It is a leading player in Australia's leisure footwear market. With over 800 stores, 34 owned brands, and a strong online presence, Accent commands approximately 30% of Australia's $3 billion leisure footwear retailing market.
Bell Potter is bullish on the company's ability to capitalise on growth in the athleisure market, driven by its own brands.
The broker expects this to support fully franked dividends of 13.7 cents per share in FY 2025 and 15.6 cents in FY 2026. Based on its current share price of $2.29, these translate to attractive dividend yields of 6% and 6.8%, respectively.
Bell Potter currently has a buy rating on Accent Group shares and a price target of $2.75.
IPH Ltd (ASX: IPH)
Another strong contender for income investors is IPH, which is an international leader in intellectual property (IP) services. It has a client base spanning Fortune Global 500 companies, SMEs, and research organisations, and operates in 10 jurisdictions and over 25 countries.

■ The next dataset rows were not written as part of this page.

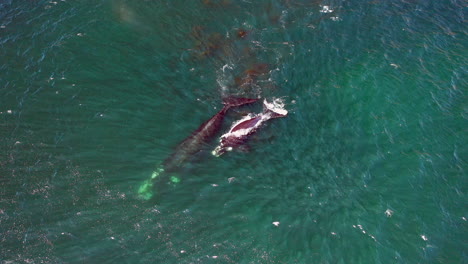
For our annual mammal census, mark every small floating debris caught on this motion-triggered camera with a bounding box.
[353,224,377,241]
[319,5,334,13]
[227,177,236,183]
[237,28,248,39]
[385,209,394,217]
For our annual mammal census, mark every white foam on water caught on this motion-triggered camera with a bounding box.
[263,98,288,116]
[319,5,334,13]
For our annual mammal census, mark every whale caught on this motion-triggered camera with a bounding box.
[212,98,287,157]
[138,97,258,199]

IPH's services are highly defensive, as demand for IP protection remains robust regardless of broader economic conditions. This stability has allowed the company to grow its dividend every year for the past decade.
The good news is that Goldman Sachs expects this trend to continue, forecasting fully franked dividends of 36 cents per share in FY 2025 and 39 cents per share in FY 2026. At the current share price of $4.91, this implies yields of 7.3% and 7.9%, respectively.
Goldman Sachs has a buy rating and a price target of $7.50 on IPH shares.
Universal Store Holdings Ltd (ASX: UNI)
Rounding out the list is youth fashion retailer Universal Store. It owns the Universal Store, Perfect Stranger, and Thrills brands.
Bell Potter likes the company, highlighting its store roll-out plans, private label penetration, and solid earnings trajectory. The broker notes that with private label products already at ~46% of sales, Universal Store is well-positioned to expand margins and deliver strong results.
The broker expects this to underpin fully franked dividends of 31.4 cents per share in FY 2025 and 36.8 cents per share in FY 2026. At the current share price of $7.91, these equate to yields of 4% and 4.65%, respectively.
Bell Potter has a buy rating and a price target of $8.85 on Universal Store shares.